In this video you will learn how to avoid another very common subject-verb agreement error that people make all the time – using the verb of the wrong number in sentences with mid-sentence phrases.
Here’s an example: “The causes of the disaster remains unknown.”
Now, let me ask you – what is the Subject of this sentence? If you said “the causes,” you are correct.
And what is the Verb? Well, there is only one verb in this sentence – “remains.”
But what is the Subject’s number? “The causes” are plural. They are MANY, not ONE! And therefore, the Verb that refers to it must also be plural: “The causes of the disaster REMAIN unknown.” Not “REMAINS” unknown because “remains” is singular. See that?

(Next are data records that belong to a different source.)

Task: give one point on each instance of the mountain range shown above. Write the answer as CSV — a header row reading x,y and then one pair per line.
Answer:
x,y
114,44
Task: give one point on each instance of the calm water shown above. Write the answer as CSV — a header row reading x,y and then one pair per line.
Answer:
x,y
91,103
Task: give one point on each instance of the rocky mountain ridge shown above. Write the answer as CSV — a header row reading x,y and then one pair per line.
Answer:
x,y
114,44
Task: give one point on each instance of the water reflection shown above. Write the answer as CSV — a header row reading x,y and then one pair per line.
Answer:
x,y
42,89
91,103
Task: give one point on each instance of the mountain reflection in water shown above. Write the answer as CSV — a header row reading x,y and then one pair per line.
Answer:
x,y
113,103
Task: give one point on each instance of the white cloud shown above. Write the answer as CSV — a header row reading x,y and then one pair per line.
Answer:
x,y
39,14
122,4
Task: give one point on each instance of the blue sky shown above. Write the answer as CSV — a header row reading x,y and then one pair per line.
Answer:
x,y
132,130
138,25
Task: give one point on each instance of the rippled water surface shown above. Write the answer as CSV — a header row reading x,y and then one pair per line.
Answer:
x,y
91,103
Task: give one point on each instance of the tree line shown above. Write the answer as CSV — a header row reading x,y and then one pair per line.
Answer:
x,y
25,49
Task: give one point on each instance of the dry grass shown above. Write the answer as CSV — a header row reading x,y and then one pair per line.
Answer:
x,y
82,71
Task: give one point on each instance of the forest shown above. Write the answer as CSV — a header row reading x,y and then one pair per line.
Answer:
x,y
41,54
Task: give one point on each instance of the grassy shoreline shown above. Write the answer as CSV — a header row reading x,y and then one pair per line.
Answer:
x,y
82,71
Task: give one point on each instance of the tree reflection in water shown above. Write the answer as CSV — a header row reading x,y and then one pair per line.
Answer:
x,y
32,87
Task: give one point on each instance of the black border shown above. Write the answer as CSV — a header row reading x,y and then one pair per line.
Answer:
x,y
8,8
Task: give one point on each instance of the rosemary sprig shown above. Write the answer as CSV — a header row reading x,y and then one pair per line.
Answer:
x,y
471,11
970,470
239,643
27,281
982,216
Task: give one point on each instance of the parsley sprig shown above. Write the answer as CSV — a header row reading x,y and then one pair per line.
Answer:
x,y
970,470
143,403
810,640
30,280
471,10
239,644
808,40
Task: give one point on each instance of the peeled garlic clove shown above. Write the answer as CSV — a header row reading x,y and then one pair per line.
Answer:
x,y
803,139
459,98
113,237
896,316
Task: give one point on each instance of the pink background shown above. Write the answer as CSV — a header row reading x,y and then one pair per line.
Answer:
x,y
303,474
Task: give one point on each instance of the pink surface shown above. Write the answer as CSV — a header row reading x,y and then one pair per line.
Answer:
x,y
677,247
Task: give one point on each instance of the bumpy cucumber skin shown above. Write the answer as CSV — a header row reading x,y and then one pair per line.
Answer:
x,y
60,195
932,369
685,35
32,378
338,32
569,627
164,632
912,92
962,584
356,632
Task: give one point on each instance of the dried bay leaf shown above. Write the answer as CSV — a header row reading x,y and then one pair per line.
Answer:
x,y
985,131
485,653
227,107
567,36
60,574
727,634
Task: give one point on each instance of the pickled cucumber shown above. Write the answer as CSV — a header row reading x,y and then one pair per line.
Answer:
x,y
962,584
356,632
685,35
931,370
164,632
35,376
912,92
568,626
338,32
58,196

The Subject and the Verb must agree in number.
Now, what was it that threw this student off? You see, when a sentence contains another phrase in the middle, the noun in the phrase is often confused with the subject.
In this sentence, “of the disaster” is a mid-sentence phrase. Please note that the sentence works without this phrase if you take it out: “The causes remain unknown.” And when you put the phrase in, make sure that your Verb still agrees with the Subject, not with the noun in the phrase.
In this example, the Verb “remain” must agree with the Subject “the causes,” not with the noun “disaster” in the mid-sentence phrase. This sentence is about “the causes,” not about “the disaster.”
Watch out for this common error, and you’ll stand out in your writing and speech, because so many people make this mistake.